A flexibilização das leis trabalhistas, outro fundamento neoliberal, levou à precarização do trabalho, com salários baixos e más condições, exacerbando a instabilidade na geração de renda que resulta em fragmentação social e polarização política. Dentro desse ambiente socioeconômico, a concentração de poder, nas mãos de grandes corporações, erodiu os princípios democráticos, marginalizando a voz dos cidadãos comuns e comprometendo a equidade social e a estabilidade política.

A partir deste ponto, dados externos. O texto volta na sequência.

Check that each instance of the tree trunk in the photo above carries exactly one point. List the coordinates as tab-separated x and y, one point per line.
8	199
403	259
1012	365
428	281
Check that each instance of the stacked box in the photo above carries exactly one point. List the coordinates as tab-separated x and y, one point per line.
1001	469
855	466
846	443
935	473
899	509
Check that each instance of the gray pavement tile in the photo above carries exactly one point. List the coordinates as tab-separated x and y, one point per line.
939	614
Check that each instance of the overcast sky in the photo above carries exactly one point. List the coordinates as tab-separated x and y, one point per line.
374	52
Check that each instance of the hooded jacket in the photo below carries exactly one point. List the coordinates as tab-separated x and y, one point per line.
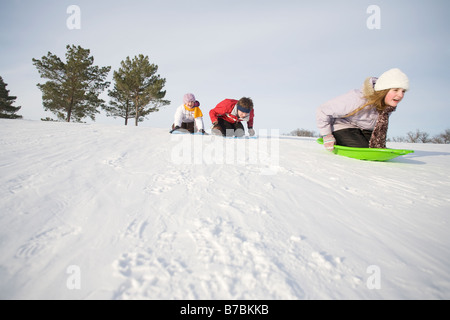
337	114
227	110
183	115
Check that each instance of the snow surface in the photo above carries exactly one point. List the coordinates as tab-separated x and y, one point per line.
91	211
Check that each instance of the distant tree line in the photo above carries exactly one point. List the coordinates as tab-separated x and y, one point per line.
423	137
411	137
73	88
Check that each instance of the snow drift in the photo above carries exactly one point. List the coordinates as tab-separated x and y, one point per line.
112	212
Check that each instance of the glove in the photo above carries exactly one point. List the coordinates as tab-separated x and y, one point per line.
328	142
175	129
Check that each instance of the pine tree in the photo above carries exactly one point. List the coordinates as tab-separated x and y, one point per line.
137	91
73	89
7	110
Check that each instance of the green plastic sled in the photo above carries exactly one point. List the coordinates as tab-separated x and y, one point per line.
369	154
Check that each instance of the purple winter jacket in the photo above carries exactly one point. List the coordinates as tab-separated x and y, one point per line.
330	116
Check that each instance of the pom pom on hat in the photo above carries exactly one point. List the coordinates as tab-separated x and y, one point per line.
188	97
392	79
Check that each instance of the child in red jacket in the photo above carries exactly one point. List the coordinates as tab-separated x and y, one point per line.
228	115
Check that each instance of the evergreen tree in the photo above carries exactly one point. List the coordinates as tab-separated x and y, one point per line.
7	110
137	91
73	89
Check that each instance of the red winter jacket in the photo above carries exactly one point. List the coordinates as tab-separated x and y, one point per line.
227	110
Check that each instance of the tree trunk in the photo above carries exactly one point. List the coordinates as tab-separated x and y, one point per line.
126	113
69	113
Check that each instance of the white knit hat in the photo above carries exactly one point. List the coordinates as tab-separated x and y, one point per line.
392	79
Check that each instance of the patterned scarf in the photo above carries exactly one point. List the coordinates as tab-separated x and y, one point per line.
378	139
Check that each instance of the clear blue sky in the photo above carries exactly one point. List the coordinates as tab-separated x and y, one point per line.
288	56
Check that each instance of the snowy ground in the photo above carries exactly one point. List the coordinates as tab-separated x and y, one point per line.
113	212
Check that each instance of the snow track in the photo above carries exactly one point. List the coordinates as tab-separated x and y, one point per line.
142	217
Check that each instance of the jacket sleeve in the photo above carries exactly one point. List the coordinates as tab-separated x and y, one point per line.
336	108
226	106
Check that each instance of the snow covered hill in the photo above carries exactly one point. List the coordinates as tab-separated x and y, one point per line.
113	212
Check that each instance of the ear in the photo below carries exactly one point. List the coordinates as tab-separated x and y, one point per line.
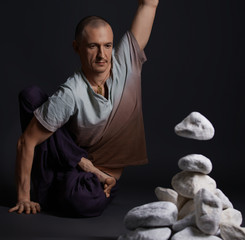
75	46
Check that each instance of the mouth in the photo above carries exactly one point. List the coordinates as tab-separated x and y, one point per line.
100	63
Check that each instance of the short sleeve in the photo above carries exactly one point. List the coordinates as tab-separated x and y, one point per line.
57	110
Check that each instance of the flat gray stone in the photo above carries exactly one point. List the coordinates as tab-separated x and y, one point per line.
188	184
231	232
195	163
147	234
192	233
195	126
188	208
166	194
231	216
155	214
224	199
208	211
189	220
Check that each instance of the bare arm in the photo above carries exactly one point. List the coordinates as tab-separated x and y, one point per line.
143	21
34	134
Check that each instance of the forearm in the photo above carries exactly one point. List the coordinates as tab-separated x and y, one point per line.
24	160
142	24
151	3
88	166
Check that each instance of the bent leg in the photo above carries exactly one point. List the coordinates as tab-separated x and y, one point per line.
58	153
81	194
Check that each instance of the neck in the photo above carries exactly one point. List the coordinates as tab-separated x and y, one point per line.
97	79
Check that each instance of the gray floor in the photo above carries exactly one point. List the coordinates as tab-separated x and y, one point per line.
109	226
50	227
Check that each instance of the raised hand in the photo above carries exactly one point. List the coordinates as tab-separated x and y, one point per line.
27	207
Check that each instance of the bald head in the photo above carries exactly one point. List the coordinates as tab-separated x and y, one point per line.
90	21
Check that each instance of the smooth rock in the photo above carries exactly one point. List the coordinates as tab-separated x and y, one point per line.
188	184
195	163
147	234
231	216
195	126
208	211
166	194
191	233
189	220
155	214
231	232
225	200
181	201
188	208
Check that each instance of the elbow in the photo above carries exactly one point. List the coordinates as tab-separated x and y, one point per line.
20	143
151	3
24	143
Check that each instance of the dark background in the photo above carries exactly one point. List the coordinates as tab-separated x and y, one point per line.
196	59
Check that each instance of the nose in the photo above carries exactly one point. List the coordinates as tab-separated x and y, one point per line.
101	52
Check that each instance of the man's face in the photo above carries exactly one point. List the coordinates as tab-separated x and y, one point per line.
95	49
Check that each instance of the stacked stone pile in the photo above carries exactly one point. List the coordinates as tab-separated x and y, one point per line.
195	208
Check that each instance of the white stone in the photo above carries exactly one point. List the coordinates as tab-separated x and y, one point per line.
208	211
191	233
155	214
195	126
231	232
188	184
231	216
147	234
195	163
166	194
189	220
188	208
225	200
181	201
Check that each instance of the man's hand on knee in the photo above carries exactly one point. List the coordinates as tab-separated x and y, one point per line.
110	182
27	207
86	165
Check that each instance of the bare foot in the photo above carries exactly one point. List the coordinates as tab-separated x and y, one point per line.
110	182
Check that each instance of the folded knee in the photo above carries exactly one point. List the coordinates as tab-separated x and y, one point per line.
33	95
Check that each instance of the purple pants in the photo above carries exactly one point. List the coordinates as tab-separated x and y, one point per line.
58	183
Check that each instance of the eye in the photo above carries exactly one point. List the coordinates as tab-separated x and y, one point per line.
108	45
92	46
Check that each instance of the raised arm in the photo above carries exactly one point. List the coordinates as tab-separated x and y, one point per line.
143	21
34	134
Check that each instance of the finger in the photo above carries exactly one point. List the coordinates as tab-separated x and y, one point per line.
33	209
13	209
38	207
21	208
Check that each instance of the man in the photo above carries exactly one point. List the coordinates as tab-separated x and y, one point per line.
83	136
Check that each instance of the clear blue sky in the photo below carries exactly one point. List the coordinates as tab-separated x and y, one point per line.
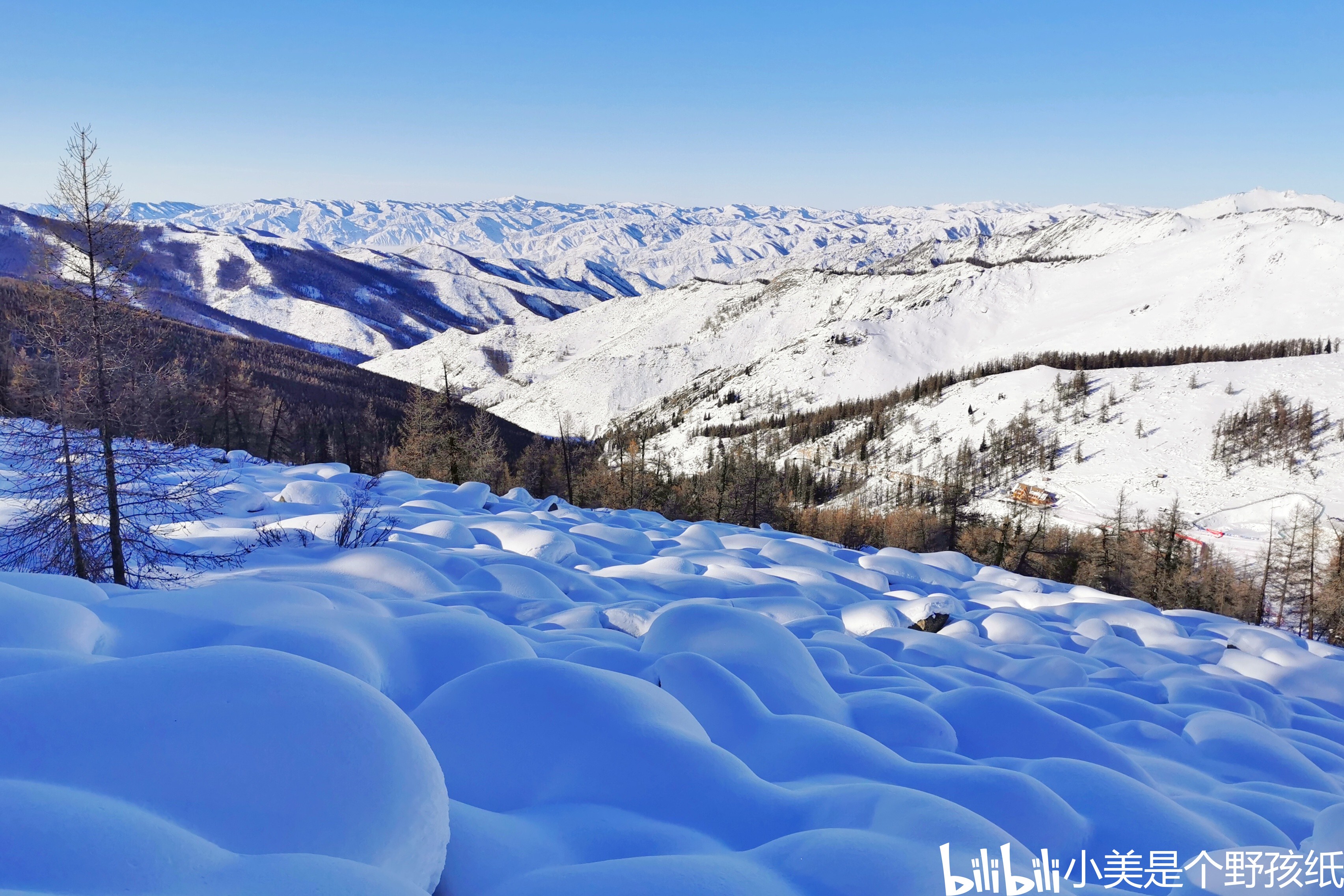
822	104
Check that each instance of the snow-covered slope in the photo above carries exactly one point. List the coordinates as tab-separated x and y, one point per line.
652	244
519	698
1156	445
814	338
361	280
352	304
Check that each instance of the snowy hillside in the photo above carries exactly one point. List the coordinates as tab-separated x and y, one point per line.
660	245
1234	510
516	696
814	338
362	280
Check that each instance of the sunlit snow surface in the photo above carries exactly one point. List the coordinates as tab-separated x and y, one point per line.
607	702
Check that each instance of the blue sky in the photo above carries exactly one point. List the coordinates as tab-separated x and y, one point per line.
823	104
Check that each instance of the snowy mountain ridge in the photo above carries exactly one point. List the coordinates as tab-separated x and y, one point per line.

Assim, sob esses entendimentos, torna-se possível responder à questão central deste artigo: sim, o neoliberalismo tem criado uma realidade mais angustiante e desalentadora do que aquela retratada na época da canção “Como Nossos Pais”.
Atualmente, o ambiente político e econômico do neoliberalismo gera desesperança de forma aguda entre os mais jovens. Essa realidade contrasta com as promessas de liberdade e prosperidade propagadas pelo neoliberalismo, fato que cria uma dissonância cognitiva que retroalimenta a angústia e o desalento.
Para reverter os efeitos deletérios do neoliberalismo, será crucial adotar políticas que promovam a justiça social e a equidade econômica. Medidas como a taxação progressiva, a redistribuição de renda e o fortalecimento das redes de segurança social podem reduzir a desigualdade e oferecer oportunidades mais equitativas. Investir em educação pública de qualidade, saúde acessível e habitação digna são passos fundamentais para garantir que todos tenham uma base sólida para prosperar, independentemente de sua origem socioeconômica.
Por meio de uma educação pública plural e inclusiva, crianças e jovens de todas as classes sociais poderão adquirir as habilidades e conhecimentos necessários para seu pleno desenvolvimento como seres humanos integrais. Além disso, estarão capacitados a contribuir para a construção de uma sociedade mais justa, equilibrada e feliz.
A oferta de sistemas de saúde acessíveis e eficientes garantirão que todos os cidadãos, independentemente de sua renda, tenham acesso a cuidados médicos preventivos e curativos. Isso promoverá uma sociedade mais saudável e produtiva, reduzindo desigualdades e melhorando a qualidade de vida.
Além disso, assegurar habitação digna implicará fornecer condições de moradia adequadas que promovam segurança, bem-estar e estabilidade. Essas condições são essenciais para o desenvolvimento pessoal, familiar e social, contribuindo para uma sociedade mais solidária e inclinada à cultura da paz.
Essas medidas, combinadas, oportunizarão a criação de um ambiente propício para o crescimento econômico sustentável e a redução das desigualdades, assegurando um futuro melhor para todos. Assim, é imperativo repactuar um modelo econômico que valorize a sustentabilidade e o bem-estar humano acima do acúmulo econômico. Incentivar práticas empresariais responsáveis e sustentáveis, regular o mercado financeiro para prevenir crises e promover políticas ambientais rigorosas são essenciais para proteger o planeta para as futuras gerações.
Finalmente, a participação democrática deve ser fortalecida, garantindo que as vozes de todos os cidadãos sejam ouvidas e consideradas nas decisões políticas. Somente por meio de um compromisso coletivo com a equidade, a sustentabilidade e a inclusão poderemos construir um futuro que não apenas evite os erros do passado, mas crie um mundo melhor e mais justo.